The temperatures at which the egg white and the yolk coagulate are different—whites begin to thicken at 140 to 150 degrees and yolks at 150 to 160 degrees. This difference makes egg cookery a two-tiered task and is why when we cook an egg “over easy,” the white is solid while the yolk is still a gooey orange liquid. When baking custardy desserts, we use whole eggs mixed with many other ingredients (which often affect how rapidly the egg proteins uncoil and bond together) but that doesn't make the technique any less delicate.

Cooking egg custards requires very careful control of temperatures. When exposed to too much heat, the egg proteins will coagulate too much. They will form stronger bonds with the surrounding proteins, making clumps and lumps and separating from the liquid surrounding them. This is called curdling. Curdling is the enemy of egg-based desserts that are supposed to entice us with their smooth and creamy texture.

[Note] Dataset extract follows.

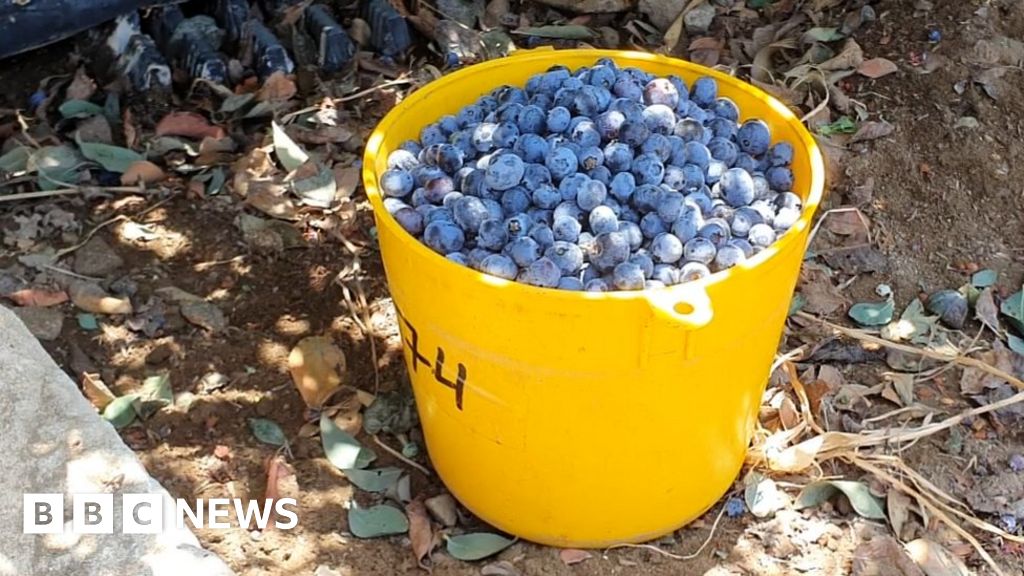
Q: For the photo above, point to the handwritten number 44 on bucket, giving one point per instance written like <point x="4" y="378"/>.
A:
<point x="459" y="384"/>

To combat this risk, we cook custardlike desserts low and slow. In a hot oven, pumpkin pie will leap from not yet set to overcooked in a heartbeat. And, because of the principles of conduction, the edges will cook much faster than the center. We generally bake custards in a low oven in order to mitigate the heat differential between the exterior of a pie or cheesecake and the interior. A low oven temperature also slows down the rate of cooking, thereby increasing the window of time when a dessert is perfectly cooked.

In addition to a low-temperature oven, we sometimes bake delicate egg-based desserts in a water bath, also known as a bain-marie. The ramekin or springform pan is placed in a roasting pan filled with water. Because the water never reaches a temperature higher than that of boiling water, or 212 degrees, the water further slows down cooking in these desserts.

Finally, for custards that are prepared on the stovetop, we temper eggs, or heat them very gently by mixing them with a small amount of hot liquid, in order to slow the rate of cooking.

The Effects of Heat on Eggs

Gentle Heat

Careful cooking keeps the network of egg proteins loose and smooth.

High Heat

Fast cooking can cause egg proteins to clump together, pull apart, and separate from the liquid surrounding them.